Colorado Weighs Reopening A Psychiatric Hospital To Serve The Homeless

UPDATE: The Colorado Senate Appropriations Committee voted against the Fort Lyon proposal on Friday morning, killing its chances of passage for this year.

Last summer’s mass shooting at the movie theatre in Aurora, Colo., led Gov. John Hickenlooper to call for stricter gun control and big new investments in mental health care. Several significant gun bills passed, and a package of mental health reforms are moving forward, but there may not be enough support to win funding for 300 new in-patient psychiatric beds.

That proposal by the Democratic governor would bring mentally ill and addicted homeless people to Fort Lyon, a one-time mental hospital, then prison, that’s been shuttered for two years near the tiny town of Las Animas. The patients would leave the streets of the cities where they live now and voluntarily come to Fort Lyon. And the town would welcome the jobs that reopening the facility would create.

 

(Photo by Eric Whitney/CPR)

Jack Simms, who’s been homeless in Colorado Springs for a decade, says this step is necessary.

“I see it, man. They need to open some beds somewhere, at a mental health facility or something. I can survive out here, [but] these mentally ill people, it’s rough. They just walk up and down the paths. They look like zombies,” says Simms, who says he struggles with depression and smokes pot to cope. “I’d be a guinea pig. I’d try it out.”

Kathleen Tomlin used to work as an administrative assistant at the old psychiatric hospital, a veterans’ facility.  It’s several miles past Las Animas’s one stoplight. Dozens of empty buildings surround an old parade ground, giving it the feel of an empty college campus.

“When I started, there were over 600 employees,” says Tomlin as she tours the building where she used to work. “That was in 1973.”

“This was a good place because it was soothing,” she adds, “It was relaxing. It wasn’t like a big city, metro area. [Patients] loved it and they would get attached. And some of them still see me and they say, ‘Oh, I miss Fort Lyon.’”

But the movement to de-institutionalize the mentally ill meant jobs dwindled at Fort Lyon, and businesses closed in Las Animas.

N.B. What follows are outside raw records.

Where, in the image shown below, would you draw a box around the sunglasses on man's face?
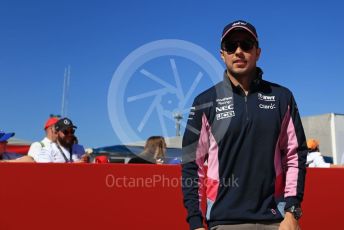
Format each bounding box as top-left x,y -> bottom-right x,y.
224,39 -> 255,53
63,129 -> 75,135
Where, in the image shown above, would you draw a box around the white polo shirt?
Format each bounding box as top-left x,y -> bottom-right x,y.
36,143 -> 80,163
27,137 -> 53,161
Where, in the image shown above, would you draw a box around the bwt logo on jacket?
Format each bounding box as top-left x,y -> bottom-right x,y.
215,97 -> 235,120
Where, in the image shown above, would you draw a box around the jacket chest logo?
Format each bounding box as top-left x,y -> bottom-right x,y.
215,97 -> 235,120
258,93 -> 277,110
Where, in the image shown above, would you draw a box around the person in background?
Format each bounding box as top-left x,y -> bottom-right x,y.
8,117 -> 59,162
128,136 -> 166,164
0,130 -> 22,162
306,139 -> 342,168
36,118 -> 86,163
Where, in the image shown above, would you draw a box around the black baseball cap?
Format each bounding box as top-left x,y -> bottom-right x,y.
55,117 -> 77,131
221,20 -> 258,43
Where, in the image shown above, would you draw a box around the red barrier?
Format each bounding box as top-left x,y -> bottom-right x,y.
0,163 -> 344,230
6,145 -> 30,155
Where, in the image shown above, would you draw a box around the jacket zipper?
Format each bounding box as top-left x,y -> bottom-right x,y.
245,95 -> 249,121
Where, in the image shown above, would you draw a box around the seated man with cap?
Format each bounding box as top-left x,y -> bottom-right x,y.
36,118 -> 86,163
306,139 -> 343,168
7,117 -> 59,162
0,130 -> 22,161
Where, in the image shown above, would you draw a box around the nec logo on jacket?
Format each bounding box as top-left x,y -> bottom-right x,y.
215,97 -> 235,120
258,93 -> 277,110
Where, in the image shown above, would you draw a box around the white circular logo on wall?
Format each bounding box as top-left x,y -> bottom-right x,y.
108,39 -> 224,144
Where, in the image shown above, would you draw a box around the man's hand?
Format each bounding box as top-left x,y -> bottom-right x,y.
278,212 -> 300,230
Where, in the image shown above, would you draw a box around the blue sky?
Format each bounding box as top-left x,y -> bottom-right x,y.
0,0 -> 344,147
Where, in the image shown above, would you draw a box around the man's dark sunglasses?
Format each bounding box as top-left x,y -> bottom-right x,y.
223,39 -> 256,53
63,129 -> 75,135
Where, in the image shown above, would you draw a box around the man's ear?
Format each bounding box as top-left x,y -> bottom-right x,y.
256,48 -> 262,61
220,50 -> 225,61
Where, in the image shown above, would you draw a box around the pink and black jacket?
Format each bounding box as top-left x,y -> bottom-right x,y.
182,68 -> 307,229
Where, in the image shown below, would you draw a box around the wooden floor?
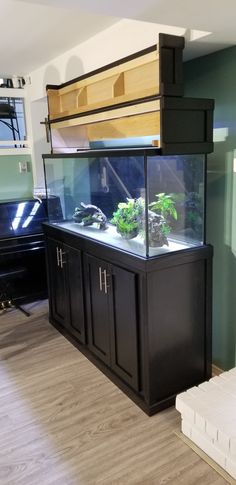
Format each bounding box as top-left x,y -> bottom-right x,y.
0,302 -> 226,485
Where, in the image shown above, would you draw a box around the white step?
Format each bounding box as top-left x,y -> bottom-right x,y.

Tomlin says people here used to take pride in working at Fort Lyon and they would like to see the hospital and the jobs come back. She’s cautiously optimistic now that state lawmakers like Rep. Joann Ginal, a Democrat from Fort Collins, are backing the governor’s push to reopen it.

“I can’t think of a better use for a historic campus, and also a place that is going to help improve the lives of many people,” Ginal said.

Hickenlooper’s idea is that the homeless mentally ill people who volunteer to come to Fort Lyon for treatment will get housing vouchers they can use to live elsewhere when they complete the program.

But not everyone thinks that this plan is going to do a lot of good.

“Having someone in transitional housing teaches people how to manage living in transitional housing,” says Sam Tsemberis of the non-profit Pathways to Housing.  “But then they have this huge hurdle, the re-entry problem.”

Tsemberis says research shows that renting apartments for homeless, mentally ill people in the neighborhoods where they are, and getting them treatment there, works better than shipping them off someplace.

“You could skip all that transitional stuff, and go right to graduation from the street,” Tsemberis says. “Give the support services, and you wouldn’t have to go home by way of Fort Lyon.”

There’s value to that approach, says John Parvensky, head of Colorado’s Coalition for the Homeless. He’s worked for years to get local housing and treatment programs funded.  But he supports Fort Lyon reopening, because prior to the governor’s proposal, nobody was talking about pouring millions of dollars into any help for people living on the streets.

“It’s not really a question of either-or: Should the state support community-based options or should they support Fort Lyon?” says Parvensky. “They really should be doing both, but historically they’ve been doing neither.”

The governor’s proposal faces a tough hearing at the state Senate appropriations committee on Friday. Opponents on that committee point out that there’s only funding for it for two years. But backers of the idea are optimistic they can find more money for future operations.

Still, opponents inside and outside the legislature say trying to combine economic development with helping the homeless won’t do either well. Colorado would be better off, they say, helping Las Animas find a new industry and spending money on housing and mental health services at the neighborhood level.

This story is part of a partnership that includes Colorado Public Radio, NPR and Kaiser Health News.